Uloric (febuxostat) is a Takeda Pharmaceuticals medication that is designed to lower the blood uric levels among adults diagnosed with gout, which has rapidly become a blockbuster drug since it was introduced in 2009. However, recent research suggests that side effects of Uloric may carry serious heart risks when compared to alternative drug treatments.
On February 21, officials from the U.S. Food and Drug Administration (FDA) announced the new Uloric “boxed” warning, indicating that the prominently placed label information will be required to inform consumers and the medical community about the risk of cardiovascular injury and overall death from combining medications or existing health problems while taking Uloric. Given the serious risk, the warning will be placed in a black box at the top of the label, which is the strongest warning the FDA can require a drug maker to place on their product.
The warning is designed to make sure patients and doctors are aware of increased risks associated with use of Uloric instead of allopurinol, which is an alternative uric acid reduction medication. FDA officials have also updated the Medication Guide to indicate that Uloric should only be prescribed as a secondary medication, when patients taking allopurinol experience severe side effects.
Since the medication was approved by the FDA with warnings about a potential risk of heart attacks, strokes and cardiovascular death, which were seen in its initial clinical trials, the FDA has required additional post-marketing safety research, which have produced concerning results.
Recent clinical trial data recorded 15 Uloric patient deaths from heart-related causes for every 1,000 patients treated for a year, which compared to 11 deaths from heart-related causes per 1,000 patients treated with allopurinol for a year. In addition, there were 26 deaths from any cause per 1,000 patients treated for a year with Uloric, compared to 22 deaths per 1,000 patients treated for a year with allopurinol.
As a result of this clinical trial, the FDA’s Arthritis Advisory Committee and Drug Safety and Risk Management Advisory Committee held a meeting in January to review safety data and determine if the health risks of Uloric outweighed the benefits of its use.
Although a Uloric recall was urged by some critics, panelists recommended several drastic Risk Evaluation and Mitigation Strategies (REMS), including keeping Uloric at a centralized pharmacy, and only making it available if both the patient and the physician previously had given informed consent recognizing the increased risk of cardiovascular mortality.
The panel held a 19 to 2 vote that recommended that Uloric be considered a mostly second-line therapy for a select population of patients that experience severe adverse reactions when given allopurinol first.
Since Uloric was approved by the FDA only ten years ago, the drug has was aggressively marketed to the roughly 9 million individuals nationwide who suffer from gout each year, quickly generating annual sales of approximately $1.9 billion by 2017.

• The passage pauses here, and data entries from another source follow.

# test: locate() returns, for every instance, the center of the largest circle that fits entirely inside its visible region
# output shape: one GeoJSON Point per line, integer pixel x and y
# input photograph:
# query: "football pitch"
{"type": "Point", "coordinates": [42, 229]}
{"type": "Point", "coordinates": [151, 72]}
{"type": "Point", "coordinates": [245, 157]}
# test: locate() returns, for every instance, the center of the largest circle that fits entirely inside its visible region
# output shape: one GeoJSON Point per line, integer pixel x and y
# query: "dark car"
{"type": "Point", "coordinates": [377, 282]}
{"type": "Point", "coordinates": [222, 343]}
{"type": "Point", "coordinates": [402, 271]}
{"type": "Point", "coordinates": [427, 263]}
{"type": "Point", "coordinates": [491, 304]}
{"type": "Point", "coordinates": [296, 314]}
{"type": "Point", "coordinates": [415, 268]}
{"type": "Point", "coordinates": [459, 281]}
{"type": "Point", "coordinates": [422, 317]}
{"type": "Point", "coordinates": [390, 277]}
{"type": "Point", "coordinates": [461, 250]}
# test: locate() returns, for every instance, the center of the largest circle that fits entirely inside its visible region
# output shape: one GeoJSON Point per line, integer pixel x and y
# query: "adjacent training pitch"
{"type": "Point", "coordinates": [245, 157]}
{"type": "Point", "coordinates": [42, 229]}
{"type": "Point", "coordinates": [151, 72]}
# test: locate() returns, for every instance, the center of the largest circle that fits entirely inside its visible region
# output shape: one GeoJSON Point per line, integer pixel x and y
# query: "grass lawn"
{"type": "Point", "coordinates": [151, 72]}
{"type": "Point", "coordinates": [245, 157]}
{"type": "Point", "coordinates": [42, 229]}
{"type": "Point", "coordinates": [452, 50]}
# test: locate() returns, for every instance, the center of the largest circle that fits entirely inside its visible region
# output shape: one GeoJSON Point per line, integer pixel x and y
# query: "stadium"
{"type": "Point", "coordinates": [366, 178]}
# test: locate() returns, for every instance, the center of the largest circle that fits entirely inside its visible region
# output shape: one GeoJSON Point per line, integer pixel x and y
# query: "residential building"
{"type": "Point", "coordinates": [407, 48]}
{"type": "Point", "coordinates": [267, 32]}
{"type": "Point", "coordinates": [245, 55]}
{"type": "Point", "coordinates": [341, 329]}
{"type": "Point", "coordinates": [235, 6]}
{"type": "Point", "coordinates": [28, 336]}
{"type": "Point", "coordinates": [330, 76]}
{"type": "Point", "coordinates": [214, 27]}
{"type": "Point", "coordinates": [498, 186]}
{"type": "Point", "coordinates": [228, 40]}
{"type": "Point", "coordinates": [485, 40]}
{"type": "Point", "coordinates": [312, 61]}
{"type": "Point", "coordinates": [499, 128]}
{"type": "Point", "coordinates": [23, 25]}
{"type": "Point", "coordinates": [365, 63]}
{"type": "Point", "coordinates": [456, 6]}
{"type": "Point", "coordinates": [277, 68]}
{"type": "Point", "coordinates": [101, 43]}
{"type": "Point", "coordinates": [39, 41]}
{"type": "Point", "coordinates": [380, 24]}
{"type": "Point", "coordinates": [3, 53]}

However, since Uloric’ s debut on the market, skepticism about the safety of the drug has consistently surfaced. The original concerns about Uloric were raised in a whistleblower lawsuit filed in 2012 by Helen Ge, a former safety consultant with Takeda Pharmaceuticals. In her lawsuit, Ge alleged that Takeda defrauded Medicare and Medicaid by failing to report that Uloric could cause dangerous side effects when used in combination with other drugs, such as digoxin, imuran, methadone, and warfarin. Some of those interactions have been fatal, she warned.
It appears likely that a growing number of Uloric lawsuits may now be filed by individuals who have experienced heart problems or other injuries after using the medication.